I did not go to Bürgenstock that year, but I instituted the “voluntary pay” format of this newsletter to generate income that could pay for my trip to Bürgenstock should I be invited again. I turned my viral marketing experiment that aimed to help my brokerage business and CTA equity raising enterprise into a for-profit business.

As you can see that business has grown every year. My brokerage business did not flourish in the long-term, but other factors were also at work there; the subject for another commentary. In 2011, I turned my attention full-time to growing this burgeoning media business, with the help of my talented and dedicated staff.

Somewhere since then, Mr. Young got back into the publishing business and launched Exchange Invest. To many, the style, target audience and format looked familiar, and redundant. Of course, his is not the only newsletter or blog to pop up in recent years in the exchange and trading space.

As a lover of competition, I appreciate Mr. Young’s efforts aimed at exchange investors in principle. I used to run his commentaries in this newsletter, as I had always done before.

However, as time wore on we noticed there was something strange about Exchange Invest. It never included anything published by John Lothian News no matter how relevant the subject. And there is where Mr. Young has rubbed me the wrong way.

Proud of the original work we do and the markets-focused global audience we have developed, I have to question the value of Exchange Invest’s overall content to readers/investors given this purposeful omission. It is at the very least a good head scratcher. Our content has not breached his newsletter to my knowledge, even when the content has featured some of his favorite targets.

In light of this slight, we have subsequently ignored Exchange Invest and Mr. Young’s musings for the most part in JLN. If we were not relevant to him, he was certainly not relevant to our readers. And I don’t care to pass on ad hominem attacks.

To be fair I should note that in recent months Mr. Young has admiringly mentioned me in his newsletter, most notably when I had to rush home from IDX when my wife had an emergency appendectomy and after my column on the late and longtime SFOA CEO Paul-Andre Jacot. Since we are both headed to Geneva for the Burgenstock conference, maybe we will get a moment at a cocktail party to discuss this issue.

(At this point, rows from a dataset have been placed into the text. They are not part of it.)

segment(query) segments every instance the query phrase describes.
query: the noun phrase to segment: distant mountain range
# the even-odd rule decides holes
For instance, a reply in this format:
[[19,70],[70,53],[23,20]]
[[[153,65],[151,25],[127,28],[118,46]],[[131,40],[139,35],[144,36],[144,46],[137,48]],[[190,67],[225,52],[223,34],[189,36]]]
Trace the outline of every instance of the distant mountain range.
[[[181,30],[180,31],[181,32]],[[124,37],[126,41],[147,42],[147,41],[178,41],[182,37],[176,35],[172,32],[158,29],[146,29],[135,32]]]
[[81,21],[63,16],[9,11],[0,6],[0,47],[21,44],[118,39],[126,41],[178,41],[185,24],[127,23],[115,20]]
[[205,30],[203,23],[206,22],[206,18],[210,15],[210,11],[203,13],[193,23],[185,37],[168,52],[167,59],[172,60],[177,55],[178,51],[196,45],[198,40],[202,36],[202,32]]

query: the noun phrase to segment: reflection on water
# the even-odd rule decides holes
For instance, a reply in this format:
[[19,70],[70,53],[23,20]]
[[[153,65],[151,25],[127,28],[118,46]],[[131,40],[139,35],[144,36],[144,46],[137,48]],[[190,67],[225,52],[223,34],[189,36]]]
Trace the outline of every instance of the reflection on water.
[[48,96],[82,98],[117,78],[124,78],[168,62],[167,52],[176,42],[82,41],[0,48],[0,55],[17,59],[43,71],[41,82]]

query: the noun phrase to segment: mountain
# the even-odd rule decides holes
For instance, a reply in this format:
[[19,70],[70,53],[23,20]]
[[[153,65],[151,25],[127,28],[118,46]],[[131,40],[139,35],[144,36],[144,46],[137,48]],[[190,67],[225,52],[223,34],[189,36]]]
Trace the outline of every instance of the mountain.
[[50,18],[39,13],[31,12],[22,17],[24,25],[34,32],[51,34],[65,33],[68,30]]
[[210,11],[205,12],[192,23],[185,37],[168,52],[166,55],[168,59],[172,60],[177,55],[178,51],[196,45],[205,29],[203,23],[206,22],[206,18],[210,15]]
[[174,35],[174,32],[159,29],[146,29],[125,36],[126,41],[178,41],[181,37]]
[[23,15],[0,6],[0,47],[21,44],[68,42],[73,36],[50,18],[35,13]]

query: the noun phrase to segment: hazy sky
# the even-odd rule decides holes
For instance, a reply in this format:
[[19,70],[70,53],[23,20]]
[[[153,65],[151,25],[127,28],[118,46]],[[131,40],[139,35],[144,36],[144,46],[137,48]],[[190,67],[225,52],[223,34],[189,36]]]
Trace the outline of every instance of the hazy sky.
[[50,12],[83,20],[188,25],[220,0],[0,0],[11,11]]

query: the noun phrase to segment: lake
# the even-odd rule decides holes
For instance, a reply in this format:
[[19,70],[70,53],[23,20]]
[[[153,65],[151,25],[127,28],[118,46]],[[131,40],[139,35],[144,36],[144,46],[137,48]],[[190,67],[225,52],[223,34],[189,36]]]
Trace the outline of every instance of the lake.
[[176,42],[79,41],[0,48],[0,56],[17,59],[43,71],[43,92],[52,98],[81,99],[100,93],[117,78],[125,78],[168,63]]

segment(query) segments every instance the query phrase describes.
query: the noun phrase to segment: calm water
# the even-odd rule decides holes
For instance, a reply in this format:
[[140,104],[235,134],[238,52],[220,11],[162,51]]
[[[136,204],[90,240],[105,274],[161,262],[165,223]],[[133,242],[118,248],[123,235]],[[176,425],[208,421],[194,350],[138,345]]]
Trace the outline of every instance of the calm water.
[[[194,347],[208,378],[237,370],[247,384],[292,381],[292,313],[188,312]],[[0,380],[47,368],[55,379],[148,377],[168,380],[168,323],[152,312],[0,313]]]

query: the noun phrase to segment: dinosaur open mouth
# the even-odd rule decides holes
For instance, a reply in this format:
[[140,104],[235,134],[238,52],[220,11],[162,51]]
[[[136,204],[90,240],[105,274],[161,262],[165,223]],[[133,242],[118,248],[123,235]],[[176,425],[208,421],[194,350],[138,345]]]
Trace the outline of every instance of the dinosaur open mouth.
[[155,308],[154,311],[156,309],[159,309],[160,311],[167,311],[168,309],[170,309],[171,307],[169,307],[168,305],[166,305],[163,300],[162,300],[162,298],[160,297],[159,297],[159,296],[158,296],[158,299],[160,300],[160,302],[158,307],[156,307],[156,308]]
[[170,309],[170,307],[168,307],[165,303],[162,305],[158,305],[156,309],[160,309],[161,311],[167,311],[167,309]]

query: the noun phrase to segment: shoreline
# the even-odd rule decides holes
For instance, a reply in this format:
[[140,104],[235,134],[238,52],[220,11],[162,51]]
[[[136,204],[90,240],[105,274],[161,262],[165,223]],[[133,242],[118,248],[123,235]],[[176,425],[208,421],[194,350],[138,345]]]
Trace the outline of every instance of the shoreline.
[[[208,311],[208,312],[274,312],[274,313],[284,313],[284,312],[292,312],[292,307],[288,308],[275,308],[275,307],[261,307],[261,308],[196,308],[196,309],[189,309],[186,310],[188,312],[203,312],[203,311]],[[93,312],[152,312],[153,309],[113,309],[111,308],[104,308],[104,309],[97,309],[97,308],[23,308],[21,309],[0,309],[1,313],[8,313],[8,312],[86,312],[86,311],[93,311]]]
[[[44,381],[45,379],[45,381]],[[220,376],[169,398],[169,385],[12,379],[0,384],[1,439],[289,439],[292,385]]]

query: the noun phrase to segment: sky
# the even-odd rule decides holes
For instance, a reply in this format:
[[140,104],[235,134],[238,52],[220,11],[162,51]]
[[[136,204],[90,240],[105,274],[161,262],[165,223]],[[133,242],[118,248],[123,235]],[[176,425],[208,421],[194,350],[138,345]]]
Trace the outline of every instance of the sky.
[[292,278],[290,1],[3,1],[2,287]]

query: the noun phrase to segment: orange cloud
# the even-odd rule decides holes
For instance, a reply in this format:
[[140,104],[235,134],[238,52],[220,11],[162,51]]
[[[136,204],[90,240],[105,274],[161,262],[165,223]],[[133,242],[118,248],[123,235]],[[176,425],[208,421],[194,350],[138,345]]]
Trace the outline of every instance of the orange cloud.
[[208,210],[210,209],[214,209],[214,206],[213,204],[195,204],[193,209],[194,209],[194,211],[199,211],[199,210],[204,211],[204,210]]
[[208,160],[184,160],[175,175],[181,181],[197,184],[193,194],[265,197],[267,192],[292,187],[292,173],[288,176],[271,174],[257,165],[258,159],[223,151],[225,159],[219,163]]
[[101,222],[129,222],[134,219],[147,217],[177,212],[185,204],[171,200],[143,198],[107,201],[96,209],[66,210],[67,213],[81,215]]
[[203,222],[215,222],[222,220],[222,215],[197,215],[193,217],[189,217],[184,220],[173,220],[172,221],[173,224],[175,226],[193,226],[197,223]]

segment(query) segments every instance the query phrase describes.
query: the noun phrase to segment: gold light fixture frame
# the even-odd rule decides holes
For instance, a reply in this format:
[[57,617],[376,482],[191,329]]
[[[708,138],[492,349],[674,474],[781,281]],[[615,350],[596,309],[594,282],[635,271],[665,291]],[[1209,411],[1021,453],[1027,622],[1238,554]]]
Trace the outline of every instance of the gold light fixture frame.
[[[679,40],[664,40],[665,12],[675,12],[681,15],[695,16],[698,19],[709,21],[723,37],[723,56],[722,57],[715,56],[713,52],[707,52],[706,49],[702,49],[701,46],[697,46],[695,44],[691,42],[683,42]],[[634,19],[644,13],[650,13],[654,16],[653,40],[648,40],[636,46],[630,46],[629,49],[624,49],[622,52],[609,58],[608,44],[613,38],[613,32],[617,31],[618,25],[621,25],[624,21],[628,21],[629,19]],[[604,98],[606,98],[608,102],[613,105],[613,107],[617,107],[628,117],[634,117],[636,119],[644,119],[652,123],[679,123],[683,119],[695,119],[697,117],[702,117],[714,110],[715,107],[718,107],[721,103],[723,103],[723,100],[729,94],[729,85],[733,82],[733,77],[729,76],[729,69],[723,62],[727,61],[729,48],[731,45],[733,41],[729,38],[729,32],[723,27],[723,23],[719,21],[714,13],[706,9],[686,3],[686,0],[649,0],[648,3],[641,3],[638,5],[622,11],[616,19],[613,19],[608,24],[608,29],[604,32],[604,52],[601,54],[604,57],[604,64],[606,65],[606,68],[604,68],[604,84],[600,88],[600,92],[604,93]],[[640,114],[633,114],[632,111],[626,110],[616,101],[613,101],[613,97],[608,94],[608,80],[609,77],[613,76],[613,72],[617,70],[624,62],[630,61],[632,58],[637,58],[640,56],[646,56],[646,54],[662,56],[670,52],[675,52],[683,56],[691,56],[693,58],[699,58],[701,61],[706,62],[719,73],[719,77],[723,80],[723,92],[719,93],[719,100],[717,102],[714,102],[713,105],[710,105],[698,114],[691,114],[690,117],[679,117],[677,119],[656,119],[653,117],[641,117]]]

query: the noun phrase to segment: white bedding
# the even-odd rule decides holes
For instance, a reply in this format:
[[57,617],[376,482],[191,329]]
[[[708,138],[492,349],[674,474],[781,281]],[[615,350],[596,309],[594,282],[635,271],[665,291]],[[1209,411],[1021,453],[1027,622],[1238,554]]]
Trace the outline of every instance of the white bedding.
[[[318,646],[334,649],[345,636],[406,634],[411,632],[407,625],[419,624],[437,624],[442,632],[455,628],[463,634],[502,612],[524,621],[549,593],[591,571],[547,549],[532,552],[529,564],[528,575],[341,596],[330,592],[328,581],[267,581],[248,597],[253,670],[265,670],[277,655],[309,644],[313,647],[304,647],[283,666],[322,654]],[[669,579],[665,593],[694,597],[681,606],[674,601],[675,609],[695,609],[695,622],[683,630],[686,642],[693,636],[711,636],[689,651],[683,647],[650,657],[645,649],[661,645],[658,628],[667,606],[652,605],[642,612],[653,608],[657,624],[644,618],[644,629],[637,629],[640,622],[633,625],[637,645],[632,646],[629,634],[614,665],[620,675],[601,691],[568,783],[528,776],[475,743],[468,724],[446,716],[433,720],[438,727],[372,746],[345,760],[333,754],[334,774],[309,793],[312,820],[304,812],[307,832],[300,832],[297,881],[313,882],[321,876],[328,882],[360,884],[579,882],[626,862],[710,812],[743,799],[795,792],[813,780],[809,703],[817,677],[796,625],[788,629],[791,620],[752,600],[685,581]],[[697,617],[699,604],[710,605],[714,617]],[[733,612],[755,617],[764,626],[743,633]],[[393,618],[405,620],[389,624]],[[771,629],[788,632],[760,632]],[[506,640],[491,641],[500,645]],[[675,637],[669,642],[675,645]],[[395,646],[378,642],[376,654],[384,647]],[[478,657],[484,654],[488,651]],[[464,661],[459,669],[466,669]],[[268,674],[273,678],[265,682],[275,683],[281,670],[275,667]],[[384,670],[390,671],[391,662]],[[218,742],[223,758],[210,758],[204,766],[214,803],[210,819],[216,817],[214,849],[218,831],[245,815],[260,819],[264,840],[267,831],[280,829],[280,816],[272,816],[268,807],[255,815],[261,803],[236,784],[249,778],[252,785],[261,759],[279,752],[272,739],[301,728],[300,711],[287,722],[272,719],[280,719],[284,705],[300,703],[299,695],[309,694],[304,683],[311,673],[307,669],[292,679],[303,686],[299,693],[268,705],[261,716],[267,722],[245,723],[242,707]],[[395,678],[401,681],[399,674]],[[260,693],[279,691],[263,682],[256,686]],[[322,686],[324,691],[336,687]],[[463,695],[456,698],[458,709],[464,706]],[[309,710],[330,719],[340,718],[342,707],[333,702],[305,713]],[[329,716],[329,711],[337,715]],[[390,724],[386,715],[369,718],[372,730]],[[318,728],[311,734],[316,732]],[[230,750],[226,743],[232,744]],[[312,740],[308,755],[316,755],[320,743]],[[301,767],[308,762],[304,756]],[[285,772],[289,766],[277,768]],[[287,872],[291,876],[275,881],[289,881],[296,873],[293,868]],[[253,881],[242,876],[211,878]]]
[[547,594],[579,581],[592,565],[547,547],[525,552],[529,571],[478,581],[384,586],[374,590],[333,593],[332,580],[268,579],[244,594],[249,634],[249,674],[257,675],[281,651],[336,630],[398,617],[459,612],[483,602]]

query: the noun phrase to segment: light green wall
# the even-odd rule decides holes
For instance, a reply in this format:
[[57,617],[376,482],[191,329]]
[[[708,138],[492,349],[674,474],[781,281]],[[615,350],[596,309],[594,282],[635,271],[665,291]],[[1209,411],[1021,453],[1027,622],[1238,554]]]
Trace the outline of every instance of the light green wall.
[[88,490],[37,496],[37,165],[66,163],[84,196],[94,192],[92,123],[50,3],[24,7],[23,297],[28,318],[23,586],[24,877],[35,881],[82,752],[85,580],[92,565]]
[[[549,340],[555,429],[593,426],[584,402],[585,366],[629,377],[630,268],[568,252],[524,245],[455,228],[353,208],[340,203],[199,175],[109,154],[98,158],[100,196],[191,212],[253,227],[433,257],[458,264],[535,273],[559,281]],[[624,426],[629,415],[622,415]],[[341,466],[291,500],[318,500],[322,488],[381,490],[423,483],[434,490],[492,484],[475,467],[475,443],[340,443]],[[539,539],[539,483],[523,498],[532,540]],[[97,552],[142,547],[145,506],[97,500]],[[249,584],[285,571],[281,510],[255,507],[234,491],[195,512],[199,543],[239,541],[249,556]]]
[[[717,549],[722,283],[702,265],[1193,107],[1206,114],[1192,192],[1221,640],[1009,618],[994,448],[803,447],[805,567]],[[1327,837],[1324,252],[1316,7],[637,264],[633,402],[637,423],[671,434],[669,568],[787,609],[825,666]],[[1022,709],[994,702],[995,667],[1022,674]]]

This industry may be global in nature, but it is still a tight community that Mr. Young has participated in and fallen out of for a variety of reasons. As such, he is a controversial subject of discussion, gossip and debate.

Yet, what everyone wants in this business is to be relevant. That is what Bürgenstock is fighting for – to remain a relevant event on a crowded conference calendar. Whether Mr. Young is part of the solution for the conference or someone who represents better days of yesteryear is debatable, but will be decided later this month.

While my history with Patrick Young, along with many in the industry, is complicated, I think we both genuinely want the Bürgenstock conference to be successful. We can agree on that, even if we don’t see eye to eye on other issues.